I need to drive a 12m strip of APA102 RGB LEDs (144 per meter). I use a Raspberry Pi for this Job.
This LED driver IC (APA102) takes an SPI signal and hands it to the next LED in the series and so on. You can find the datasheet here with the circuit used on the strips I use shown on the last page: https://cdn-shop.adafruit.com/datasheets/APA102.pdf
I need to drive this LED strip at a rather high clock of 8MHz+ to get my desired frame rate. This is working fine until I hit about 10m. Then the LEDs start to show wrong colors, start to flicker or just do nothing at all. The setup starts working again if I lower the clock to 4 Mhz but this is too slow for my application.
I need to use 5V PSUs with insane amount of current (30A for this one strip, a larger setup with strips in parallel will use multiple 120A PSUs) and they show some horrible noise (200-300mV) on the 5v output.
So I was wondering if there is anything I can do to improve my signal integrity?

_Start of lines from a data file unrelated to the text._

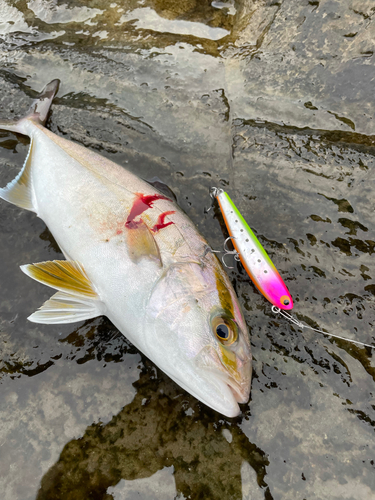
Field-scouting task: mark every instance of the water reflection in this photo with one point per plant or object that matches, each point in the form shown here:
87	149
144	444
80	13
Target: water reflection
162	427
280	112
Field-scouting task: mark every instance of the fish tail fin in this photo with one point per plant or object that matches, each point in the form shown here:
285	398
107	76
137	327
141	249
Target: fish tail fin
19	191
39	109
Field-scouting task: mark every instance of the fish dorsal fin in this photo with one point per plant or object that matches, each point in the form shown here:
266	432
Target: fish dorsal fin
76	299
19	191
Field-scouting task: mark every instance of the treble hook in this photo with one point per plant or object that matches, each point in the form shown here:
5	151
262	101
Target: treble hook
228	252
214	192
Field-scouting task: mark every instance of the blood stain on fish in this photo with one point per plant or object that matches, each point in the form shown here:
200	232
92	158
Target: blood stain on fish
140	205
160	224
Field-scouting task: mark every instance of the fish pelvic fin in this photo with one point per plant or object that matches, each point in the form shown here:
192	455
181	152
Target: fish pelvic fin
19	191
76	299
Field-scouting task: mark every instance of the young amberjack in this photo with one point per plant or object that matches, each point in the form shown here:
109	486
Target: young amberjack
253	257
134	256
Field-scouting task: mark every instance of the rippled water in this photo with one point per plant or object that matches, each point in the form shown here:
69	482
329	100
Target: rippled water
273	101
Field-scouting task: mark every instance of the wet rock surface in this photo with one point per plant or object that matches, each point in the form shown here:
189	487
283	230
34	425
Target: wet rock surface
272	101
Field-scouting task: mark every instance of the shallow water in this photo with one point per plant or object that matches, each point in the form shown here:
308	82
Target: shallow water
274	102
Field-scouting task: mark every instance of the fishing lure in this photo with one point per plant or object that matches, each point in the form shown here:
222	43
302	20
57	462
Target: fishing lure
258	265
252	255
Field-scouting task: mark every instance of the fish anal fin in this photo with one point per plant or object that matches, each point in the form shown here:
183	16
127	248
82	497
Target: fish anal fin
141	243
67	308
19	191
64	275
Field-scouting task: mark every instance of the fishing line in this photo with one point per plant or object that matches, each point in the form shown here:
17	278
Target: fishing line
298	323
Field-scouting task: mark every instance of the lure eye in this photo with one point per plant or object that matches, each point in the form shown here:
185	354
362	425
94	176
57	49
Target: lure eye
225	330
285	300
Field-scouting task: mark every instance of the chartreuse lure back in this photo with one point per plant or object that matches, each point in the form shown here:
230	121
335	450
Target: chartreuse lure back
254	258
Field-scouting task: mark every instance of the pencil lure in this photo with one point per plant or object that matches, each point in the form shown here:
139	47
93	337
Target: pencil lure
254	258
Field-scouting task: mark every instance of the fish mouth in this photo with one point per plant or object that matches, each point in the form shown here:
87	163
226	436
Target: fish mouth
239	394
233	389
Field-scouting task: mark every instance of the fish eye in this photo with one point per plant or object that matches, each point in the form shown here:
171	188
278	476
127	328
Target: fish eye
225	330
285	300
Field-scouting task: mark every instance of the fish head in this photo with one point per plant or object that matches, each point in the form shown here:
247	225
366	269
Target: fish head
196	333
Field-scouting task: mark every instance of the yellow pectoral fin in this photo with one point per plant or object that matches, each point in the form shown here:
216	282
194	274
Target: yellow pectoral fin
65	275
141	243
76	299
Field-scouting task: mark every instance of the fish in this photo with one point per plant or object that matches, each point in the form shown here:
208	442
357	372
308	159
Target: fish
132	255
254	258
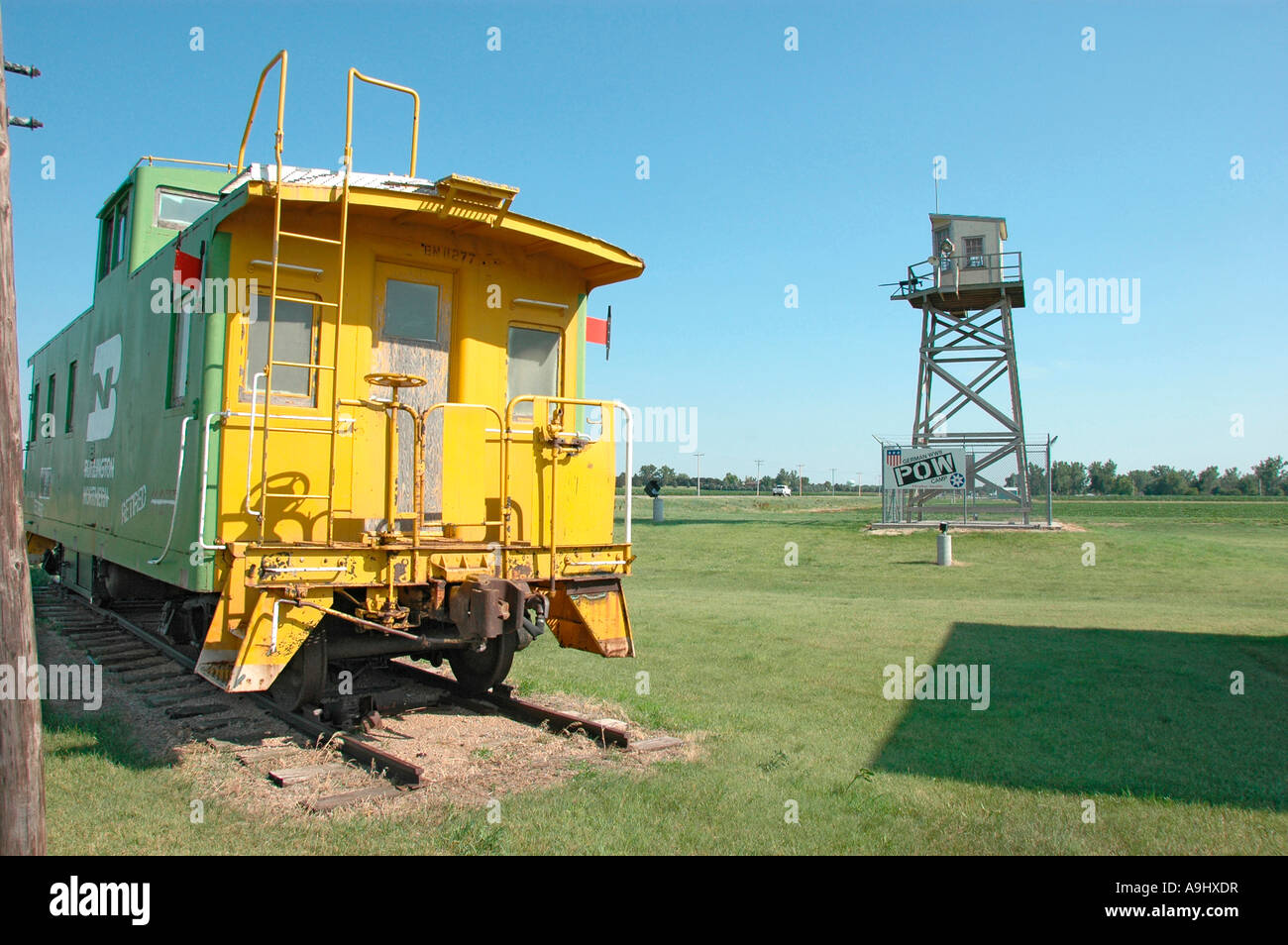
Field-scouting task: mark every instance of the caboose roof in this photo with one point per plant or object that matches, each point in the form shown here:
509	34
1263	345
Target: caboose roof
460	204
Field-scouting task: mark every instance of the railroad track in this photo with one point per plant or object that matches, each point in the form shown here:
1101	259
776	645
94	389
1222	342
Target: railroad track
127	640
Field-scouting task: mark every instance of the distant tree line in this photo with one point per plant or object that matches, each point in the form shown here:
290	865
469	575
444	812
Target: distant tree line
1267	477
732	481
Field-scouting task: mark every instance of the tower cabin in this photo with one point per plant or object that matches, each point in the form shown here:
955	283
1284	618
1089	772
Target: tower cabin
967	267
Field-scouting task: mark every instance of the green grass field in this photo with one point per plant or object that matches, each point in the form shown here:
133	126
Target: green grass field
1109	683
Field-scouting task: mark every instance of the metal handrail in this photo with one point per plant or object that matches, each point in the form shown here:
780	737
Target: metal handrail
154	158
178	485
579	402
348	116
254	107
928	273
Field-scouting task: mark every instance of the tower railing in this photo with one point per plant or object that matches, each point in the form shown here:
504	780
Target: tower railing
944	273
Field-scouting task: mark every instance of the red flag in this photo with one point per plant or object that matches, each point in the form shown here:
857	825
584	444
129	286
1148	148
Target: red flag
187	266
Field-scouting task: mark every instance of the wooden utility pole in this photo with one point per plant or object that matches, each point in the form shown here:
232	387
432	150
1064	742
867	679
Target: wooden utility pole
22	776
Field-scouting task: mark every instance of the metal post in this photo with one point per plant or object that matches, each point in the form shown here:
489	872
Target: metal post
1050	484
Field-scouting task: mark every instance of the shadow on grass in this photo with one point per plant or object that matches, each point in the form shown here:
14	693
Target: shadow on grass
68	734
1146	713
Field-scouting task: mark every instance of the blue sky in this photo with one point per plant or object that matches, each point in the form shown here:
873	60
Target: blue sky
768	167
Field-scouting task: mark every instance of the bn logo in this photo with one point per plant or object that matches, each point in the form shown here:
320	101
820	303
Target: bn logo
107	374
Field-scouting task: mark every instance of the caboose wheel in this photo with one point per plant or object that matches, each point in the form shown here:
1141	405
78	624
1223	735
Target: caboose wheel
478	673
303	680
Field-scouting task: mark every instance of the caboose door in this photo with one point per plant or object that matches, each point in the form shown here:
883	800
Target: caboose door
411	335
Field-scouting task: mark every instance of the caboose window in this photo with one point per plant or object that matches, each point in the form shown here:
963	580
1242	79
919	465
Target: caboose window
71	398
533	356
178	209
121	233
411	310
292	340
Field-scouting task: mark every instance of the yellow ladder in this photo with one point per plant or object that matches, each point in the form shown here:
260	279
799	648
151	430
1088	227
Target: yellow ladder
338	304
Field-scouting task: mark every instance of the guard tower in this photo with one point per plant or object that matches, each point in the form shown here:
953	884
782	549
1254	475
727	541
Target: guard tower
966	290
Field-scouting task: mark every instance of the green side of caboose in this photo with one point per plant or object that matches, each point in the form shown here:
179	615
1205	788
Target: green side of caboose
116	391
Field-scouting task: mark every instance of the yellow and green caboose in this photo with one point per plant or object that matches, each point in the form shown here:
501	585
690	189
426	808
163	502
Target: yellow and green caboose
325	416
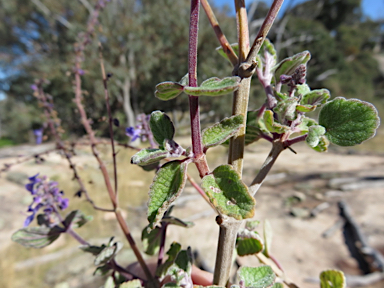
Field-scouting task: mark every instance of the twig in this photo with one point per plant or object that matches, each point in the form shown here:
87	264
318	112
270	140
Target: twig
227	48
199	156
246	68
79	48
110	120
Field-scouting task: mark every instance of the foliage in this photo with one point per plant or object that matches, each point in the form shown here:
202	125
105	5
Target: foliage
281	119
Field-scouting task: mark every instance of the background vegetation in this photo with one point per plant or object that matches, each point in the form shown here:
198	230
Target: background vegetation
141	41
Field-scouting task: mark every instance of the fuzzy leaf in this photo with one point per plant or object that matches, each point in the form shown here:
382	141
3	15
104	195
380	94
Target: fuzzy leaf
286	109
228	193
248	243
260	58
148	156
161	127
257	277
214	87
289	65
167	185
168	90
151	240
332	279
314	134
267	237
306	122
305	108
108	253
315	97
136	283
323	145
302	89
176	221
220	132
37	237
273	126
94	250
235	47
76	219
349	122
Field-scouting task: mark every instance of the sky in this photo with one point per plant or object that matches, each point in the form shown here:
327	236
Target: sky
372	8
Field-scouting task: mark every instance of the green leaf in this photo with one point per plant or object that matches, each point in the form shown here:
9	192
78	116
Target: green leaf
235	47
76	219
102	270
94	250
215	87
260	58
185	80
315	97
248	243
286	109
136	283
332	279
167	185
290	64
108	253
349	122
267	237
254	128
220	132
178	222
149	156
305	108
168	90
161	126
151	240
302	89
323	145
273	126
257	277
251	225
314	134
306	122
37	237
228	193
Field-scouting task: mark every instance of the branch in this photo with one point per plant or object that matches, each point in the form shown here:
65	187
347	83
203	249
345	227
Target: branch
199	156
246	69
219	33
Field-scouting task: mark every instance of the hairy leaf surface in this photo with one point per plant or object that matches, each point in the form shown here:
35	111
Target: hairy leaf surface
349	122
228	193
167	185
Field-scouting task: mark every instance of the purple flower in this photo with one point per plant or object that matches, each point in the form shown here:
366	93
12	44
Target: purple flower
133	133
38	135
46	196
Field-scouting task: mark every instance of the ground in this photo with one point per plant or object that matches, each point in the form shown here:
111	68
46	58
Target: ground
297	184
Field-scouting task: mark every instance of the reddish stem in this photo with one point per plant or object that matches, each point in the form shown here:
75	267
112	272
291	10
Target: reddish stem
194	110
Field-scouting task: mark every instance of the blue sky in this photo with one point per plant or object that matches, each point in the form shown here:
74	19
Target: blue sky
372	8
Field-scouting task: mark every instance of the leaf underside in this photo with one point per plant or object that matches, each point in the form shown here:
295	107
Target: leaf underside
228	193
349	122
167	185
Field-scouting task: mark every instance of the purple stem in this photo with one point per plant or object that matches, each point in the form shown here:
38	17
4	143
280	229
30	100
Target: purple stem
197	146
162	243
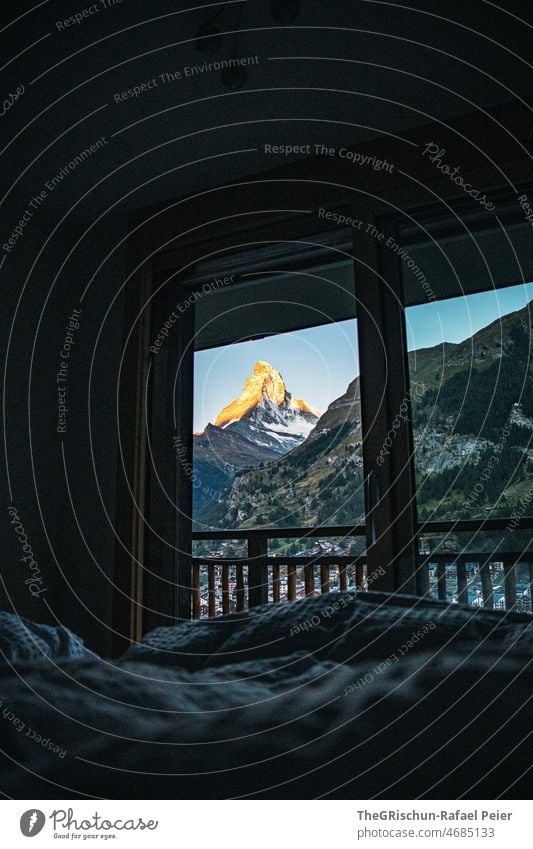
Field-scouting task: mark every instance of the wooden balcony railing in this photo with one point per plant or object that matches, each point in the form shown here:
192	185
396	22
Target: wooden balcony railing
222	585
502	581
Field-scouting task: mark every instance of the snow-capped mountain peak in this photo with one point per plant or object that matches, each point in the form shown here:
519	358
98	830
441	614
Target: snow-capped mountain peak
267	414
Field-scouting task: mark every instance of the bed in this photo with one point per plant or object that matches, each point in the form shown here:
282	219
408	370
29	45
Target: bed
339	696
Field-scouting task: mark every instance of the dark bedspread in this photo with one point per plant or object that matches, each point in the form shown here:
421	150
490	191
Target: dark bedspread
337	696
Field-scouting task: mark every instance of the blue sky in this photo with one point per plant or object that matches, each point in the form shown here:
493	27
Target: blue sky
318	364
458	318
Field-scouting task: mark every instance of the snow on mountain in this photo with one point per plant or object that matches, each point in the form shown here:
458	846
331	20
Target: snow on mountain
267	414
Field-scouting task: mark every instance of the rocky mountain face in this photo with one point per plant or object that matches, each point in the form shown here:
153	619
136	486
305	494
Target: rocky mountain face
267	414
259	426
319	482
474	412
464	397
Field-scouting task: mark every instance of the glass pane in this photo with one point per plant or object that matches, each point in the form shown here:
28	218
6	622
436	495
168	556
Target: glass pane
278	431
471	384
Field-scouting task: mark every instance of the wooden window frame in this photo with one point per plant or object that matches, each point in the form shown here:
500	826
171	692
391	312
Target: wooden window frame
150	595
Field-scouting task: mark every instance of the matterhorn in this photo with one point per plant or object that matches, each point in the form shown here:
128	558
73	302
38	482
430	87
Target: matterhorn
267	414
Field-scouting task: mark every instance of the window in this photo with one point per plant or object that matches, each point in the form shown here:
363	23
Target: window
278	432
471	377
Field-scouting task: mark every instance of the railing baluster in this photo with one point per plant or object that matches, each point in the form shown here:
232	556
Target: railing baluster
309	577
257	571
225	589
211	595
291	582
275	582
239	587
510	584
343	578
486	584
441	580
462	585
196	605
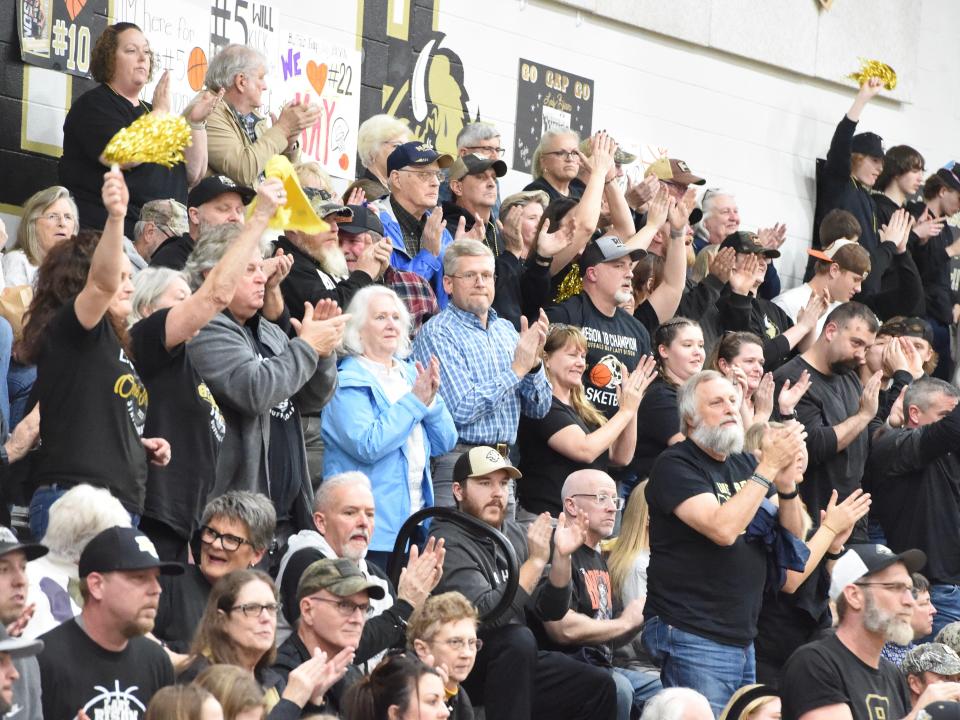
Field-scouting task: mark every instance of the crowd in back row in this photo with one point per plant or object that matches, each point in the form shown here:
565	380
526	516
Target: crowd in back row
539	361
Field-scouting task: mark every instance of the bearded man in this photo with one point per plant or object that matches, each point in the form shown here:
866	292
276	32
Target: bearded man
706	576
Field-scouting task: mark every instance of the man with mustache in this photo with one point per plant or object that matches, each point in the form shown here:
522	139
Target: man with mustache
100	662
706	580
843	676
837	408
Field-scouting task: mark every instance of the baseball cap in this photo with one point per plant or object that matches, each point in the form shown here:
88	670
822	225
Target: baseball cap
474	165
167	214
18	647
339	576
867	559
606	249
118	549
364	220
9	542
746	242
416	153
215	186
931	657
674	170
482	460
867	144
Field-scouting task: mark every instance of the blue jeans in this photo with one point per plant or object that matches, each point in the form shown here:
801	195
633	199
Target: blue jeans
946	599
687	660
634	688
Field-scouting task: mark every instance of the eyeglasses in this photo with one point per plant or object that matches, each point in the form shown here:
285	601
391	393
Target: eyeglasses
458	643
471	277
57	218
603	499
564	154
346	607
230	543
256	609
425	175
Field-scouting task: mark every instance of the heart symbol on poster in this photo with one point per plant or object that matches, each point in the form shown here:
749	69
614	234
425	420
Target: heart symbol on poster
74	7
317	75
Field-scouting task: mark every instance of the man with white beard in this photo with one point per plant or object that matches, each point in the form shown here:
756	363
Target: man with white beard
706	576
843	676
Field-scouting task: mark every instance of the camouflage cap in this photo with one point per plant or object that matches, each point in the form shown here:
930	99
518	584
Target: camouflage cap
169	215
931	657
338	576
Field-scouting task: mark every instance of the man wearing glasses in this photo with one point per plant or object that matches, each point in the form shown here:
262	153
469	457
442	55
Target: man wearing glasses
334	598
596	620
843	676
410	215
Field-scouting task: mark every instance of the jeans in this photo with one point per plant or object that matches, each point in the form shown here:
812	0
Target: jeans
946	599
634	688
687	660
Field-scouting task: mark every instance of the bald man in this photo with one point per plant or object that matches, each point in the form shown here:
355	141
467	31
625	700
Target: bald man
596	620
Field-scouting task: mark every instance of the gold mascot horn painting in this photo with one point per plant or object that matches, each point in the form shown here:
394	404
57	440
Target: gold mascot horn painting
421	79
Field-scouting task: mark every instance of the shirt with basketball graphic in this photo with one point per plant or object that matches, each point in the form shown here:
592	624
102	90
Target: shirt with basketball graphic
94	411
78	674
190	420
610	341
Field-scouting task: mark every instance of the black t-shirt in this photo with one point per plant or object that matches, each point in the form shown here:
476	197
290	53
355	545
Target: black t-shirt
658	420
610	341
693	583
186	414
76	673
173	252
94	411
93	120
543	468
830	400
826	673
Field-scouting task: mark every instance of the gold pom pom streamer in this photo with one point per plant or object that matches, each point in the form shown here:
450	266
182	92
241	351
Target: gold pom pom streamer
150	138
875	69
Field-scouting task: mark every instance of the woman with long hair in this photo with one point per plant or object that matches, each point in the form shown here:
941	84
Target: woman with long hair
574	435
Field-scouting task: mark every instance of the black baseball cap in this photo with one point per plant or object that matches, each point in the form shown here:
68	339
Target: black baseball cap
745	242
416	153
215	186
119	549
364	220
606	249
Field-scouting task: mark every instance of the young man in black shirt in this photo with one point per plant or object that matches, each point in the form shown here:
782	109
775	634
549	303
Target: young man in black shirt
705	581
837	409
915	474
843	676
100	662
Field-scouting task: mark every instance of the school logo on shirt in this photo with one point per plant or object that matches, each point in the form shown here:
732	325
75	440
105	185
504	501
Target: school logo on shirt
115	704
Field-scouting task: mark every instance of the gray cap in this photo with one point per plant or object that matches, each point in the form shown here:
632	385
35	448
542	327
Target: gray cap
931	657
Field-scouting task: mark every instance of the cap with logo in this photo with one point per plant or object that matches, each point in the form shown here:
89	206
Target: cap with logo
746	243
338	576
474	165
867	559
606	249
215	186
416	153
168	214
364	220
120	549
482	460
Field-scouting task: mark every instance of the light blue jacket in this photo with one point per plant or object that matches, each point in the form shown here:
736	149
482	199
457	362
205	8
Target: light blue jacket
363	430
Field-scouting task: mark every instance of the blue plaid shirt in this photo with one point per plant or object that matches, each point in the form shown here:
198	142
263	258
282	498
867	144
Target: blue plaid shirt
480	389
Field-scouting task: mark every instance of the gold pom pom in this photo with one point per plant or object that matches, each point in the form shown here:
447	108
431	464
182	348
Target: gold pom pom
875	68
150	138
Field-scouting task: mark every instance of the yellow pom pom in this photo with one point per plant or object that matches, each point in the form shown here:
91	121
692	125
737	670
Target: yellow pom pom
875	69
150	138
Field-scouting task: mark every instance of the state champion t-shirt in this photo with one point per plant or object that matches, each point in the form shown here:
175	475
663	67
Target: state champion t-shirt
610	341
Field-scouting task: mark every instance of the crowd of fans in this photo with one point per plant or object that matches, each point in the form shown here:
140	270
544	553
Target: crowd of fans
672	486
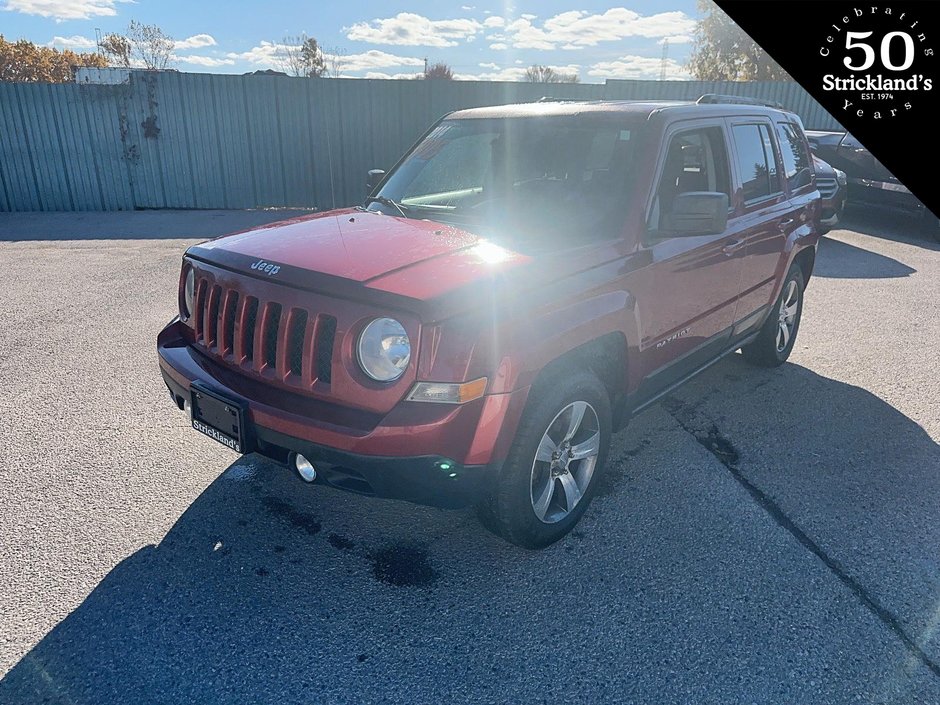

I have a guess that the noise of the power supply slowly degrades the signal as its "refreshed" everytime it goes through a LED. Atleast thats what I gather from the schematic in the datasheet. Attaching a 220uF cap to the power input on the LED strip improves the noise but it doesn't seem to have any affect on the signal degradation.
I understand that this is a bit of a ridiculous setup but I unfortunately don't have any other choice than to use this type of LEDs.
Edit: I feed power into the strip every meter, connecting directly to the PSU with 14AWG wire. So its probably not a power issue.
This is how clock (blue) and data (yellow) look on the scope after just ~60 LEDs.
This is after ~1500 LEDs. Purple is the 5V line.